I read all the news items about the Cell processor, and had three initial thoughts.

The first was, “This is just a PowerPC with little helpers.” The Cell processor is a PowerPC with eight extra floating point units and extra cache attached.

The second was, “How much is this Playstation 3 going to cost? The CPU takes up 221 sq. mm at 90nm, which is even bigger than 1Mb Hammers. Not exactly what you want in a cheap-by-PC-standards box, and this PS3 is supposed to have three of them?

The third was, “If IBM can’t make a 90nm 3GHz PowerPC for people who’ll pay a lot for it, how are they going to make a 4 or 4.6GHz one for people who won’t? And do it with 30 watts power? Either that 4/4.6 isn’t doing much work per clock cycle, or IBM has come up with some massive breakthroughs in process technology in the last few months. Somehow, I don’t think it’s the latter.

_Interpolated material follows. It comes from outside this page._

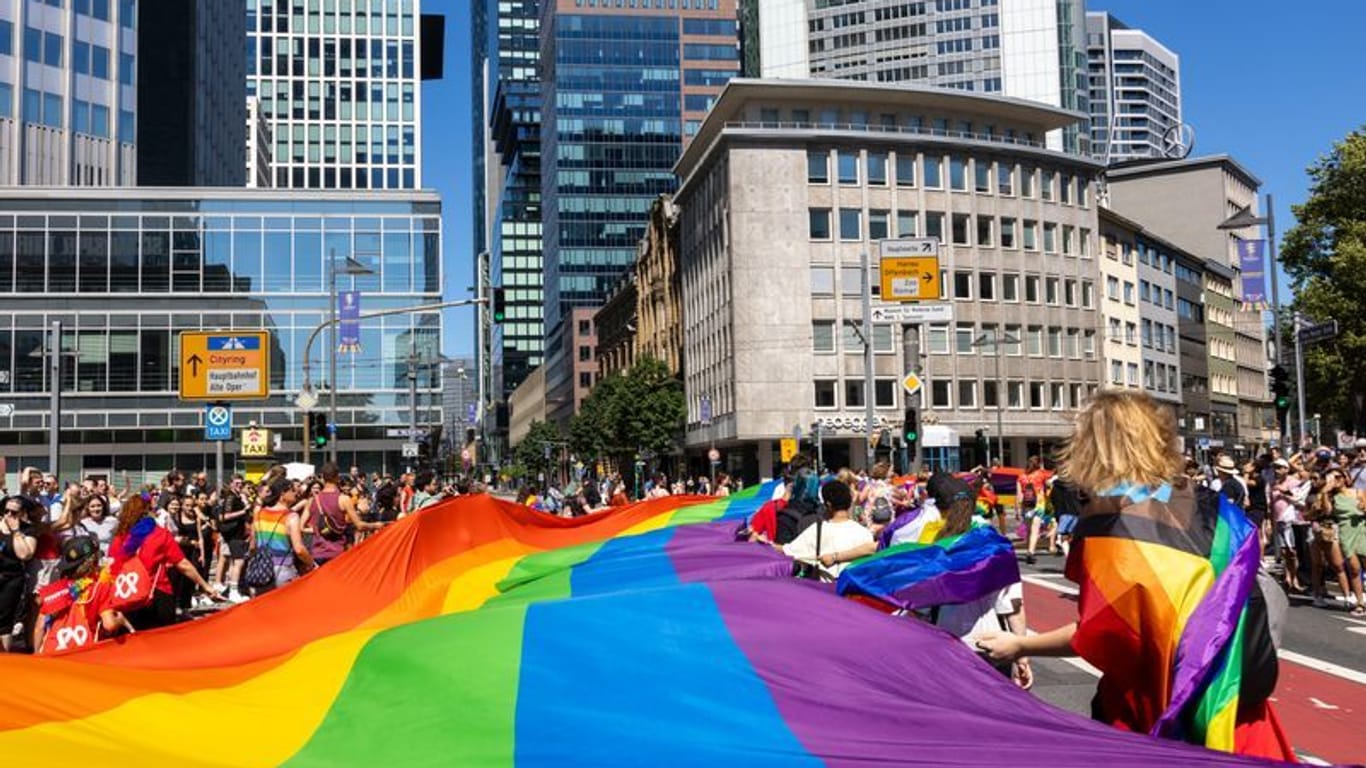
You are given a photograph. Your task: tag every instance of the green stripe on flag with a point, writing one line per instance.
(440, 692)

Then I thought a little bit more.

This CPU is built for parallelism from the ground up. That’s going to mean a whole lot more work (including learning) on the programming end. Granted, if you want to make a PS3 game, you’re not going to have a choice in the matter, but what about anything else?

And just what is all this wonderful hardware going to run on? The frontrunner would seem to be Linux, but why does the phrase, “One ring to rule them all and in the darkness bind them” keep going through my head when I think that?

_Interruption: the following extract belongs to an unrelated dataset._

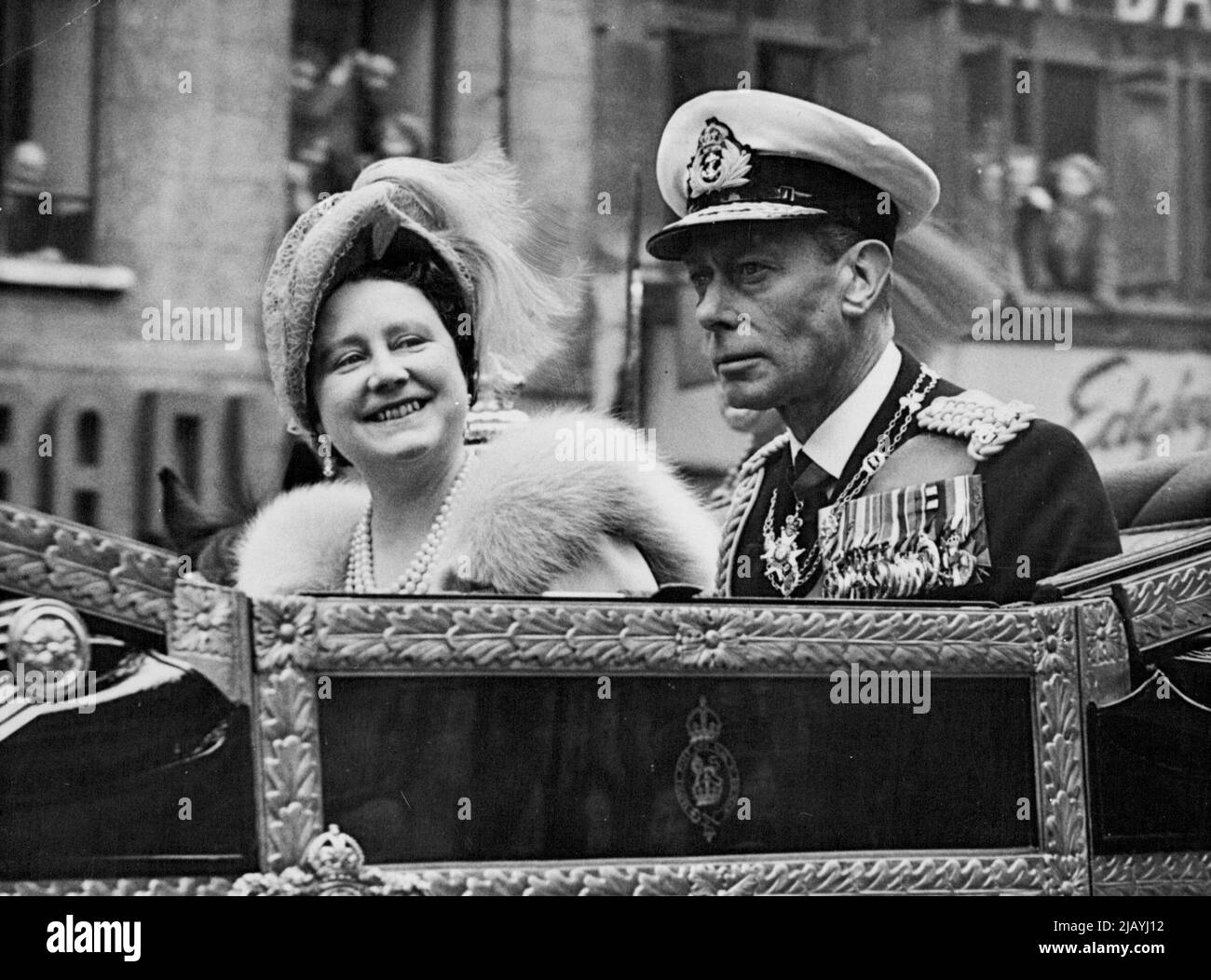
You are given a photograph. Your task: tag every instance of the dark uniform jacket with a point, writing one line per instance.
(1044, 507)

Will IBM finally take over outside of a figleaf or two (they’re hardly going to wait around for people to do the necessary development in their spare time)? I’m sure they’ll let people continue to do free work, but when push comes to shove, you don’t think IBM is going to get its way? It would truly be one of the greatest ironies of all computing time if the Linux hobbits escaped the clutches of infinitely evil Microsoft just to get assimilated into IBM.

Something IBM and Company didn’t seem to want to talk about very much were those tasks that could not be passed off to a floating-point unit. You’d think a 4Ghz+ PowerPC CPU would be something to talk about; that alone ought to do a number on anything AMD or Intel will have in the next couple years, but they didn’t.

Not OMG, But Good Enough?

My gut reaction to all this is that we’re getting hyped on all this, and what we’re going to end up seeing in something like a PS3 isn’t going to make companies like Intel and Microsoft or AMD evaporate on first contact.

However, even if you dismiss 80% of the claims as hype as it applies to the PS3, what remains would still be good enough to give those companies a very rough time.

For instance, even given 65nm architecture, I just don’t see how you can have three of these processors in a cheapish PS3. Indeed, I suspect that those schematics we’ve seen of multi-Cell systems might be for the workstations we’ll see later this year.

Then again, even if there’s only one of them in there, if you’re a parent with a kid or two, a hot gaming box that can also handle typical PC functions OK would be awfully appealing.

The truth is, you don’t need something ten times better than today’s PC to beat Intel or Microsoft. All you need to get a stampede over the next few years is something somewhat better, cheaper, and most important of all, easier to use.

Yes, there will be XBox 2, which will be MS’s answer to all this. Only time will tell how those two will compete against each other.

However, it’s hard to see how the big eventual loser in any such competition won’t be the PS3 or XBox 2 makers, but the makers of the big boxes. If the little people don’t need the big boxes anymore, what happens to the PC industry?